Со времени ноябрьской поездки в Арль Винсент лелеял призрачные планы по возвращению туда на праздники – судя по всему, особенно мечтая встретиться с Мари Жину. Тео он писал о ней исключительно намеками. Например, вспоминал портрет кисти Пюви де Шаванна, который братья видели вместе в Париже: портрет немолодой дамы, ассоциировавшийся у него с любимым пассажем из «Любви» Мишле – в прошлом настоящего евангелия любви для обоих братьев: «Не бывает старых женщин». Слова, оброненные однажды Мари Жину: «Когда люди дружат, они дружат долго», он превратил в девиз, каким когда-то были для него почерпнутые у Милле «она, и больше никто» или «aimer encore». «Год назад мадам Жину была больна – тогда же, когда и я, и теперь это начинается снова – и снова под Рождество», – писал в радостном возбуждении Винсент, по-видимому приняв это совпадение как знак того, что их союз предопределен. Теперь, с приближением очередного Рождества, он вспоминал обольстительную арлезианку вместе с воплощением материнской любви – Августиной Рулен, а спустя несколько месяцев признавался, что часто видит ее во сне.

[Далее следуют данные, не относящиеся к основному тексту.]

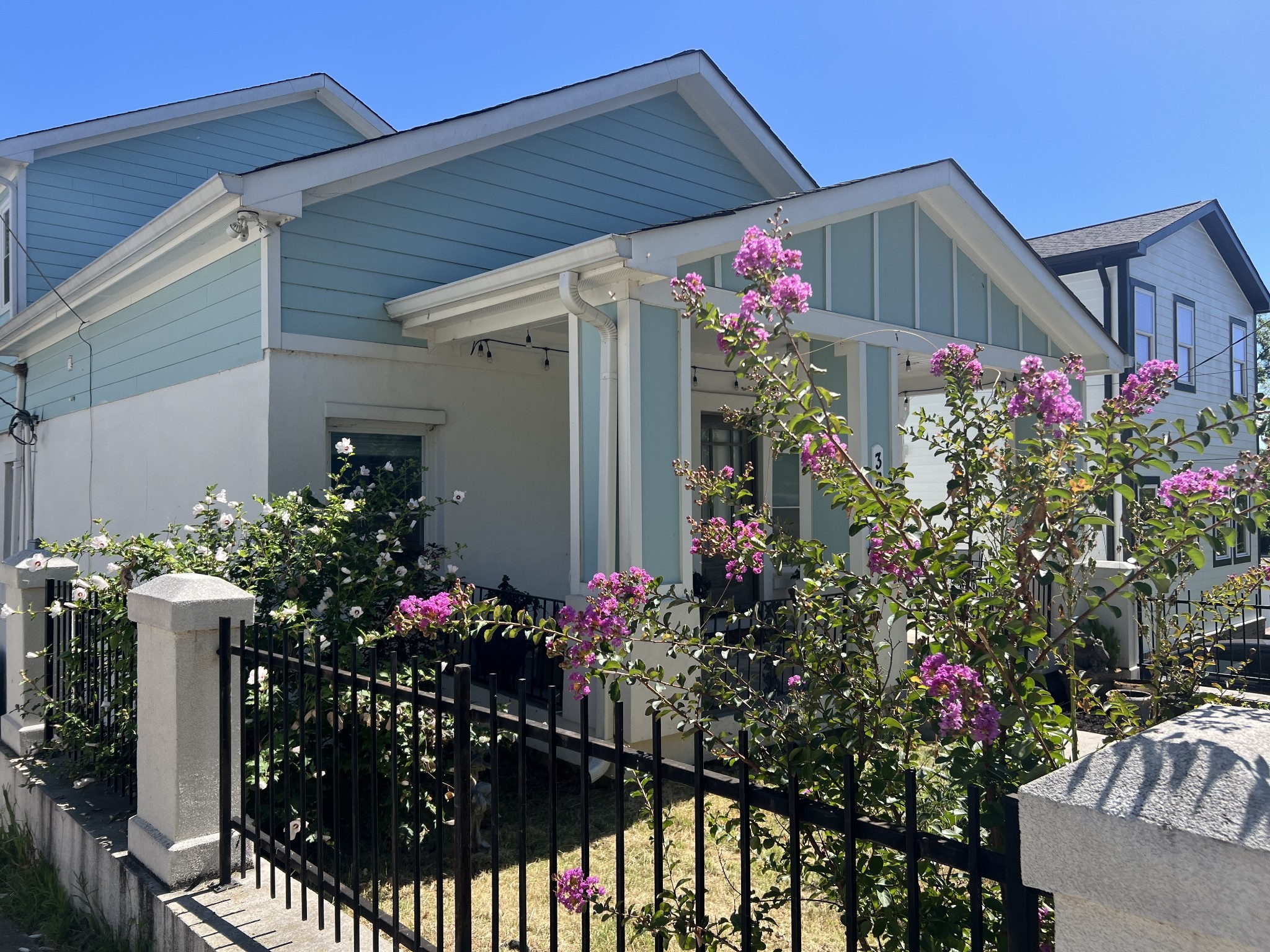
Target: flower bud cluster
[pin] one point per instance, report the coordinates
(739, 542)
(956, 359)
(963, 702)
(1047, 394)
(601, 627)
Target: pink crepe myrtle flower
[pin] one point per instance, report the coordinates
(424, 615)
(689, 288)
(1145, 389)
(574, 890)
(761, 254)
(1202, 482)
(822, 452)
(790, 295)
(739, 542)
(889, 558)
(954, 359)
(601, 627)
(1047, 394)
(963, 702)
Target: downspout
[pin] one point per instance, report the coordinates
(606, 536)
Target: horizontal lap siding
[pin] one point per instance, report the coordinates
(641, 165)
(202, 324)
(83, 203)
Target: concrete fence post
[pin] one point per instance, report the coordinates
(1160, 842)
(24, 592)
(177, 827)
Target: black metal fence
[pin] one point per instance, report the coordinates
(360, 787)
(91, 679)
(1236, 633)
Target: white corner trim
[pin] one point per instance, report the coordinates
(345, 414)
(141, 122)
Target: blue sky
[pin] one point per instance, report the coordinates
(1065, 113)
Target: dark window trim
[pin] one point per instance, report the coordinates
(1180, 300)
(1248, 350)
(1133, 320)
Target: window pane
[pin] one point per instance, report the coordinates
(785, 479)
(1142, 351)
(1185, 325)
(373, 451)
(1145, 311)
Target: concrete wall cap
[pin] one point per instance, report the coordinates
(16, 570)
(1203, 774)
(190, 602)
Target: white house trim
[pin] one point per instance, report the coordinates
(693, 74)
(159, 118)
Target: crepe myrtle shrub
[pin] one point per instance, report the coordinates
(961, 580)
(329, 571)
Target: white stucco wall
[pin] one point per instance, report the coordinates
(505, 442)
(151, 455)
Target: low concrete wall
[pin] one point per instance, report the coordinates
(84, 834)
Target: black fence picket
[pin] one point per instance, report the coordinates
(91, 679)
(339, 856)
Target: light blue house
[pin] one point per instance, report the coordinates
(255, 272)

Чтобы перенести на холст собственную рождественскую историю, полную страшных воспоминаний, несостоявшейся любви и туманных ожиданий, Винсент вернулся к оливковым рощам. То ли он попытался бросить вызов карающему холоду и устрашающему одиночеству и поставил мольберт на улице, то ли писал в мастерской с ранее выполненных набросков, но в любом случае это был рискованный сюжет, и время для него он выбрал небезопасное. Винсент работал без устали; за короткие предрождественские дни он написал одно за другим три больших полотна с изображением «священных деревьев» и женщин, снимающих с них урожай, – одну из них он неизменно наделял черными кудрями арлезианки.
Стремясь угодить Тео, Винсент отказался от всяческой искусственности и преувеличения; он писал короткими продуманными мазками, не набирая много краски на кисть («Едва ли еще когда-нибудь я буду писать пастозно, – торжественно обещал Ван Гог. – В конце концов, не такой уж у меня неистовый характер»). Художник выстроил мягчайшие цветовые контрасты, на какие только был способен, изображая серебристо-зеленые листья на фоне розового или лимонно-желтого неба. Он был убежден, что лишь такие «нежные оттенки» смогут завоевать сердце женщины или расположение семьи. Вместо яростных дополнительных цветов и первобытных тем Желтого дома Винсент писал теперь в «сдержанной гамме», сотканной в «восхитительное кружево». Сестре он представлял свою новую работу как «самое изысканное из того, что я до сих пор написал». Брату обещал, что картина отлично подойдет для цветных литографий, как картины Монтичелли, и в конце концов принесет какую-то прибыль. Винсент надеялся, что это полотно поможет ему смягчить самые жестокие сердца. Всего за пару дней до Рождества он писал матери: «Я уже начал работу еще над одной большой картиной для тебя: женщины за сбором оливок».